This generates the following AggregationError: "Failed to merge multiple datasets in group with key=OMIP.CNRM-CERFACS.CNRM-CM6-1.omip1.Omon.gn into a single xarray Dataset as variables." I'd appreciate any help on this.

view this post on Zulip Matt Long (May 10 2021 at 18:59):

@Stephen Yeager, I think there is a mismatch in the length of the time axis for so and thetaso. If you load these seperately for the CNRM-CM6-1 model, I think it will work (i.e., add source_id='CNRM-CM6-1' to your search and variable_id=['so'] then variable_id=['thetao'] separately).

You can use the information in cat.df, which is a pandas.DataFrame to inspect the underlying files. I think there is probably a chunk of time missing.

view this post on Zulip Deepak Cherian (May 10 2021 at 19:50):

I think debugging this particular problem would be an interesting blog post. Or entry in the intake-esm documentation

view this post on Zulip Matt Long (May 10 2021 at 20:01):

agreed!

view this post on Zulip Matt Long (May 10 2021 at 21:58):

Anderson's talk today reminded me of the aggregate=False keyword argument to to_dataset_dict. That could be useful here too.

view this post on Zulip Daniel Marsh (Jun 16 2021 at 15:27):

Hi all,

I'm trying to familiarize myself with intake-esm and accessing CMIP6 atmospheric data. I have code that reads in atmospheric variables to calculate equilibrium climate sensitivity.

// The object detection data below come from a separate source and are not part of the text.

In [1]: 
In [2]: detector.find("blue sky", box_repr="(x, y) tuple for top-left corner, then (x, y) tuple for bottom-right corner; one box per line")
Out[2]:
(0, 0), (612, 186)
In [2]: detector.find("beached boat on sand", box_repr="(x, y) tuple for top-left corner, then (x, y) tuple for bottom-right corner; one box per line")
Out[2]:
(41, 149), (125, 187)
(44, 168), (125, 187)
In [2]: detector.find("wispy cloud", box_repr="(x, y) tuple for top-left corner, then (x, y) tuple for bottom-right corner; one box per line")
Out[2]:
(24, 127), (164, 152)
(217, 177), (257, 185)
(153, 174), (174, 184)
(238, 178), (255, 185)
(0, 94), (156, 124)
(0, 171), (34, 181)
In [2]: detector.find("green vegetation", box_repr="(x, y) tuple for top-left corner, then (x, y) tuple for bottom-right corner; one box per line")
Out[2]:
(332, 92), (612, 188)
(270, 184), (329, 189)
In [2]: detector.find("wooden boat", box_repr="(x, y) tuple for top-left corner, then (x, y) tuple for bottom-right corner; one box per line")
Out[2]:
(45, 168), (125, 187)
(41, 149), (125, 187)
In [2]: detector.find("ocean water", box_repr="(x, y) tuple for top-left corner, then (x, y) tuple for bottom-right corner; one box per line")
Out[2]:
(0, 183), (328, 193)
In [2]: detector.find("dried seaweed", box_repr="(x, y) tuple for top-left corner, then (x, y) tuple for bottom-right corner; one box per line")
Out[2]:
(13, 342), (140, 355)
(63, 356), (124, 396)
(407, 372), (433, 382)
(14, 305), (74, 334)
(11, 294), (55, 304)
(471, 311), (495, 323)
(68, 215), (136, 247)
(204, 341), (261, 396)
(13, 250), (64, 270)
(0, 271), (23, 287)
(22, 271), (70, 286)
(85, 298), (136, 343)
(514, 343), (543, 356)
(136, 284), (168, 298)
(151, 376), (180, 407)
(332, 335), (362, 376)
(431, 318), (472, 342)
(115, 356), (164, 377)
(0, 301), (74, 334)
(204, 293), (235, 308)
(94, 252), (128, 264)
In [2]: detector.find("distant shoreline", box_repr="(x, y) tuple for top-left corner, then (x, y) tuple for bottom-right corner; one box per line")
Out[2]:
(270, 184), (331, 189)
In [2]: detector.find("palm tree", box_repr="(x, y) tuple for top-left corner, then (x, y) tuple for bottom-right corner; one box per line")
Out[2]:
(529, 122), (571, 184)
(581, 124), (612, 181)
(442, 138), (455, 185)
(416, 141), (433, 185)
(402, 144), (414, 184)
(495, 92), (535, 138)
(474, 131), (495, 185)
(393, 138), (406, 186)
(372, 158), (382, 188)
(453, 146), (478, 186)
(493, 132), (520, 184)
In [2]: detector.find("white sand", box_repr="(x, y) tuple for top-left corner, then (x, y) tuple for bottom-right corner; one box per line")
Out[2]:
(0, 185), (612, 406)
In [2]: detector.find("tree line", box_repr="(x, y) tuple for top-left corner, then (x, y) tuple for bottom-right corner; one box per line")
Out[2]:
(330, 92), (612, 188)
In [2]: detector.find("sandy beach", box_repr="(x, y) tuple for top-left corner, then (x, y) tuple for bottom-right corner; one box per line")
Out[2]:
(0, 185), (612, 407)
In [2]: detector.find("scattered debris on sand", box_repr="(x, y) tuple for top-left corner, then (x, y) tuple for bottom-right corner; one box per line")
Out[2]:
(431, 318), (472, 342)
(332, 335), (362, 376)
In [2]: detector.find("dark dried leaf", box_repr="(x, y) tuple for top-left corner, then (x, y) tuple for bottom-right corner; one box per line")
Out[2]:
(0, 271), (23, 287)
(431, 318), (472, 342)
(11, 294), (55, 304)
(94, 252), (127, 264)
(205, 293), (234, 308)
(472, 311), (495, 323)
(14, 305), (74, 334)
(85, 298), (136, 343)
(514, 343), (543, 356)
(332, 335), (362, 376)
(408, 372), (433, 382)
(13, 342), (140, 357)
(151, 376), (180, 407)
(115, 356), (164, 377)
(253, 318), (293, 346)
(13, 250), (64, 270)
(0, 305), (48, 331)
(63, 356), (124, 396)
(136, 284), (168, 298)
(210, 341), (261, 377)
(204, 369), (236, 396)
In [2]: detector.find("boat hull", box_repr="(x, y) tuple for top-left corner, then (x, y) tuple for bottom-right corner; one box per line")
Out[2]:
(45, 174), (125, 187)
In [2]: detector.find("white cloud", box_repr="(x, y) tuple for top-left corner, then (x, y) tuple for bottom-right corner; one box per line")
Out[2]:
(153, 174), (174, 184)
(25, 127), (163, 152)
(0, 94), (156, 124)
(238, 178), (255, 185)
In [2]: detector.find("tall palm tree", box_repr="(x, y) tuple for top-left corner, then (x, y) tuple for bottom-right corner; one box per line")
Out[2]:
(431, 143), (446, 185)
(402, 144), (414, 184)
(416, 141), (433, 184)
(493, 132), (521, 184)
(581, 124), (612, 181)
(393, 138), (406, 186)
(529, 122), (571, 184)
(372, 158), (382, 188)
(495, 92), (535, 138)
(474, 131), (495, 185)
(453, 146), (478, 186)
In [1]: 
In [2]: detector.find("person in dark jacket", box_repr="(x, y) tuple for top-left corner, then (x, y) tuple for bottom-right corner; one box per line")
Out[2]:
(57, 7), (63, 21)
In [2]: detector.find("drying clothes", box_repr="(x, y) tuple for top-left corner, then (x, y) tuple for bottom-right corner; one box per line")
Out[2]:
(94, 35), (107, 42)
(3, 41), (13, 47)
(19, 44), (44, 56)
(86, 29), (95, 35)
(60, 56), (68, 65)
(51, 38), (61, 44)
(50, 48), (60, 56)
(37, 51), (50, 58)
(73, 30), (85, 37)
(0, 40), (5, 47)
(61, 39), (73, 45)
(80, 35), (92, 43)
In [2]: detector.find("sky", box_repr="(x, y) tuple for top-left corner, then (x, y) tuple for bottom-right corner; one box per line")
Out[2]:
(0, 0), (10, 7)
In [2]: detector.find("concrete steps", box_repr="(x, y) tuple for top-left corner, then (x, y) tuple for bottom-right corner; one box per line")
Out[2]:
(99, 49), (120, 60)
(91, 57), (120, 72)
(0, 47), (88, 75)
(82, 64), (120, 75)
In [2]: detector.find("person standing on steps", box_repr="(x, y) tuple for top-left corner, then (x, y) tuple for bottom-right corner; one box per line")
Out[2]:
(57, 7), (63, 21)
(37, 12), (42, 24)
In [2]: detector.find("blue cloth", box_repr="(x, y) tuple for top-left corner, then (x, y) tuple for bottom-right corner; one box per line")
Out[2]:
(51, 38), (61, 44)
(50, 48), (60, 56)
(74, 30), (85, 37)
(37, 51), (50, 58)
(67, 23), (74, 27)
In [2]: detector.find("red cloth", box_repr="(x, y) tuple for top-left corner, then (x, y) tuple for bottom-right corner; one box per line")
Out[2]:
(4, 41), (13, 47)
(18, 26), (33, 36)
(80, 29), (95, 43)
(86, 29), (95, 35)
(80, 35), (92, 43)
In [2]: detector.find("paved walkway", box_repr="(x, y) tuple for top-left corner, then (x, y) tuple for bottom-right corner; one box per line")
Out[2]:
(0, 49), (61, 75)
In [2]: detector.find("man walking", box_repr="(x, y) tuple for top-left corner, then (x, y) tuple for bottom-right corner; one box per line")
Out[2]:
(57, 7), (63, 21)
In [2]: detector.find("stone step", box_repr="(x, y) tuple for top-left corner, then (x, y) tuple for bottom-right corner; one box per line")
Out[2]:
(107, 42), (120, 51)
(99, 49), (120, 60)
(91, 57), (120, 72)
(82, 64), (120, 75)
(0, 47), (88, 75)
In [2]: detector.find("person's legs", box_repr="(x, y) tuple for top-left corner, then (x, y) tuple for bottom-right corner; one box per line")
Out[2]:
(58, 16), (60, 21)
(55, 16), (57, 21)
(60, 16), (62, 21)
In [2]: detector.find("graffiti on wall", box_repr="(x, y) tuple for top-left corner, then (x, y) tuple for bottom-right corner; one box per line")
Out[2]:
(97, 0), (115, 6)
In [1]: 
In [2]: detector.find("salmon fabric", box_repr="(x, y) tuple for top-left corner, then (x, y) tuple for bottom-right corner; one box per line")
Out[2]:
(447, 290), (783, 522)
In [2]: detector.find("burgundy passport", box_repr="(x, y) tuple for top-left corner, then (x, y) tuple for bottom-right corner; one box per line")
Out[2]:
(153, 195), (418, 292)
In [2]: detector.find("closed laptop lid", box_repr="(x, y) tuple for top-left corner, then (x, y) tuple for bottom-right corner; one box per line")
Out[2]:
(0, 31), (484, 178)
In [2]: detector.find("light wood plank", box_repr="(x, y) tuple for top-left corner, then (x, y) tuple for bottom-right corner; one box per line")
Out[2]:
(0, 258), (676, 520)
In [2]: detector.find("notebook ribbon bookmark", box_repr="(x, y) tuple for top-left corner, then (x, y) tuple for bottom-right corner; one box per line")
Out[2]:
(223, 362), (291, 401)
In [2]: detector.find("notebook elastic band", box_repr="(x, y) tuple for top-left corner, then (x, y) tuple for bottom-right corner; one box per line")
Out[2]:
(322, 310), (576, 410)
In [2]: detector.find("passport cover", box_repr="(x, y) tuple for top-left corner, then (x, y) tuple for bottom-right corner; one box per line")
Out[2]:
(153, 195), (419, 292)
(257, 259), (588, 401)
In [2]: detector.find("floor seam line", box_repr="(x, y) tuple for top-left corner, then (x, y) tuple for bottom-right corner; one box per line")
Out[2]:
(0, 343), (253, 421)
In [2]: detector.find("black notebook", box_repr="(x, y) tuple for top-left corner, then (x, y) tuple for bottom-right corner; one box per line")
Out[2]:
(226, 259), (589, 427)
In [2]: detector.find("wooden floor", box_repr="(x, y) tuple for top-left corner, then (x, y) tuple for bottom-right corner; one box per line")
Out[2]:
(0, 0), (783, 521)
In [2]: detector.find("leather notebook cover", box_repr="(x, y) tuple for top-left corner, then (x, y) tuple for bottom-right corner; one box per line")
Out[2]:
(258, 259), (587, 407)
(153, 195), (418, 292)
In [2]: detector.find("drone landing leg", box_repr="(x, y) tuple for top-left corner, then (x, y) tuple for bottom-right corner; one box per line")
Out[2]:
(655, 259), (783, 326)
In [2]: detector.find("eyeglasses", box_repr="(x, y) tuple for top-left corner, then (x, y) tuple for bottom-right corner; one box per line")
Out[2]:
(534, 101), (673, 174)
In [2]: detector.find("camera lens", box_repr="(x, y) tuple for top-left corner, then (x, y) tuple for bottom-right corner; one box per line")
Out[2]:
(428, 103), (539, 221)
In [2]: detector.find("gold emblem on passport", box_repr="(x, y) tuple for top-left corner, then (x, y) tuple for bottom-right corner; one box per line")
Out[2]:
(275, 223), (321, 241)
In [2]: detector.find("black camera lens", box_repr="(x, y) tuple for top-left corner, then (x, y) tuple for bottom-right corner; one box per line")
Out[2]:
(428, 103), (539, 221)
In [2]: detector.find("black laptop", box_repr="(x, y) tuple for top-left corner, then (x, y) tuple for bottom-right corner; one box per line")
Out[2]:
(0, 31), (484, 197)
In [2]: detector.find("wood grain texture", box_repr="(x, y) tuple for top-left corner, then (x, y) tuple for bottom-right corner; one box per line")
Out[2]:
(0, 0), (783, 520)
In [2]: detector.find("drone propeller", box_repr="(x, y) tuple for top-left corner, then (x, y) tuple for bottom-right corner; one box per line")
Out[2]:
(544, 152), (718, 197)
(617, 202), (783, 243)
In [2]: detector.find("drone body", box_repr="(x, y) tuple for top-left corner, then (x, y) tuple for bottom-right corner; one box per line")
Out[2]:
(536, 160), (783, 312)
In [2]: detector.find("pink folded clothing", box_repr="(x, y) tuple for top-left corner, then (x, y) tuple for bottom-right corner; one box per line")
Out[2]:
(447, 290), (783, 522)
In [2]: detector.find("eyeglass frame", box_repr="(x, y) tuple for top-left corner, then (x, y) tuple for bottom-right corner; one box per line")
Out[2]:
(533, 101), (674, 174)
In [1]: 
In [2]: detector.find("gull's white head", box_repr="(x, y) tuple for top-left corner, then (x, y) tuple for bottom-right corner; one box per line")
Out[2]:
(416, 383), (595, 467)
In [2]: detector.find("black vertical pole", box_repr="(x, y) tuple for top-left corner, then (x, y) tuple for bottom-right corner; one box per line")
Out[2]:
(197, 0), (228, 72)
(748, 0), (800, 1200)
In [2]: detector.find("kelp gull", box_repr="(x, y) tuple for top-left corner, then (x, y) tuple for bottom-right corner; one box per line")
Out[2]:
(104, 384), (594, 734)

It starts with reading the catalog:

#catalog_file = '/glade/collections/cmip/catalog/intake-esm-datastore/catalogs/glade-cmip6.json'
catalog_file = 'https://storage.googleapis.com/cmip6/pangeo-cmip6.json'
col = intake.open_esm_datastore(catalog_file)

selecting the glade catalog leads to an error when using to_dataset_dict() but does not create an error with the google catalog

It might be that it has to do google files being zarr but glade not. I tried removing the zarr_kwargs argument but that did not help. I looks like it's related to the arguments passed to xarray.open_dataset().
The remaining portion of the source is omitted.